I know so because I talked about it when visiting my Alma Mater for a Medical Society reunion last week. I was seated at dinner between two Senior Fellows who had each relinquished more exalted roles than mine. One was a Professor of orthopaedics who had pioneered revision hip arthroplasty, and the other used to be the Archbishop of Canterbury. Having heard about my wobbly week, the former reassured me that in his experience this was quite normal and even to be expected in the closing stages of a career. He told me about one of his colleagues who had prepared a medicolegal report in his last few days at work that was subsequently ripped apart by the opposing legal team with such ferocity that he spent the first seven years of retirement trying to seek redress and restore his reputation. That helped.

It turned out that I needn’t have worried about whether or not something would arrive on my desk to ruin last Tuesday before it had even started. It did, with two examples of what frustrates us to the brink of madness.

The first was an update from our secretary about a patient who was being pinballed between departments in a couple of Trusts to the north of us. A CT performed by urology had revealed a potentially significant incidentaloma, and I had been requested to refer him urgently for a gastro opinion. The patient wanted to go back to the hospital where he was already being treated and they had the scan on their system, so that should have been easy enough. My (urgent) referral in mid -November was redirected two weeks later to upper GI surgery in the same hospital where it sat for a month before they rejected it saying that it would need to go to the BRI. Off it went, only to be bounced back saying he should be seen where I’d initially referred him two months previously. I’ve fed back on this lunacy to the CCG via the Datix system but really wanted to speak to someone on the provider side to let them know my thoughts. In the middle of a busy day it’s easier to let these things pass as evidence of a system in distress, and move onto the next heap of fun, but we shouldn’t accept poor behaviour when a patient has been put at risk. It took a bit of phoning round, but eventually I found a helpful real human secretary at the first Trust and told her all about my real human patient who had been left in the lurch.

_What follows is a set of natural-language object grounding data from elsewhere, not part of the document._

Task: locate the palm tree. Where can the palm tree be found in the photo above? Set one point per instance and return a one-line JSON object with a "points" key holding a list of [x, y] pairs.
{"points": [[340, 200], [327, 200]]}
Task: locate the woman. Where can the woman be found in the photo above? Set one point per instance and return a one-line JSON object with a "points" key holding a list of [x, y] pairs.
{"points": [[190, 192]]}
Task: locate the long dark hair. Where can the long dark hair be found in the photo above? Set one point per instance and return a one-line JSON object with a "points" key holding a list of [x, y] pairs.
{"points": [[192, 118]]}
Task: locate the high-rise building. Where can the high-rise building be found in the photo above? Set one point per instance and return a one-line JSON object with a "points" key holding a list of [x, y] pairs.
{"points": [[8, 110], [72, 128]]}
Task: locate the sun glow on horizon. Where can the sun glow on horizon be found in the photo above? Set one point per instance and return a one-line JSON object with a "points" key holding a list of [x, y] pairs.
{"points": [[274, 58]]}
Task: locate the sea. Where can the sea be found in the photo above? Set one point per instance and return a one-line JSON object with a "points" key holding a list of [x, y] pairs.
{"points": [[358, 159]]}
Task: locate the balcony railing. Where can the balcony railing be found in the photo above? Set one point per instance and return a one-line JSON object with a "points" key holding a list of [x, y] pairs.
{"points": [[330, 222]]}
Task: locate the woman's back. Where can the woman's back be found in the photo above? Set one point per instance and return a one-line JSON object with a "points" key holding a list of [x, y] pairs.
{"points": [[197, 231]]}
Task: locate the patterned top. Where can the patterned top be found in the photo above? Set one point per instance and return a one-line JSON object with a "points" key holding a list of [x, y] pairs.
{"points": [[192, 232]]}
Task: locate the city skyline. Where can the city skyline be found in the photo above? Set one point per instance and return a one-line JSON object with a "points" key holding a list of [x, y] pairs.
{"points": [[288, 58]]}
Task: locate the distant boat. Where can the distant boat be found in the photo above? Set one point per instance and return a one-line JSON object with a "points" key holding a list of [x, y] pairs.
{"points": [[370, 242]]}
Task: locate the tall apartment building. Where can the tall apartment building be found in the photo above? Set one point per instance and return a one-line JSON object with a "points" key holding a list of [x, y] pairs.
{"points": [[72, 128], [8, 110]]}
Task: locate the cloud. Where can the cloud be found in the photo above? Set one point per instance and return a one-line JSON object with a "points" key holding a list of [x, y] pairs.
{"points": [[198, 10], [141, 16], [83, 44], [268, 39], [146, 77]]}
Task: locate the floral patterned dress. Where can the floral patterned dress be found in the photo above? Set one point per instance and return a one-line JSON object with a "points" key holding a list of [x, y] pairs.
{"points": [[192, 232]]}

She promised to do what she could.

The second was a humdinger from a Speech Therapist about a child with neurobehavioral problems. She wrote saying that she’d discussed the child with a Community Paediatrician, who had recommended that I formally refer the patient to Community Paediatrics (!), but in the sure and certain knowledge that the referral would be rejected as the child didn’t fall into the current acceptance criteria. They’d already told the parents that my referral wouldn’t result in anything happening. Despite having never met the child myself, there was the hint that my referral would somehow add something to what they already knew, my concerns would be logged (where?) and that I could then look forward to referring them again at some unspecified time in the future. On behalf of our secretaries and myself, I declined to join in the game, but took an anonymised copy of the letter to a meeting the following day with the senior leadership of the appropriate Trust, who reacted in much the same way as I did, if with less swearing. As ever, it’s one thing hearing the right noises from the generals; the acid test is whether their strong words are reflected in what happens on the front line. At least it highlighted again the considerable sinkhole that has opened up in community paediatrics.

It’s finally happening. It was in my fourth blog that I first addressed the outcome of the Brexit vote. 95 blogs later, I’ve accepted- glumly- that we’ll be leaving the EU later today. Whilst you might be planning a weekend ramble through the promised ‘sunlit uplands’, I’m going to seek solace in chocolate.

As ever after Christmas, I have a large selection available, but which to choose? Keen mathematicians will have clocked that this is blog no. 99, and there can only be one choice to garnish the title line on this crumbliest and flakeist of days. I’ll mainly be in the bath, in soft focus.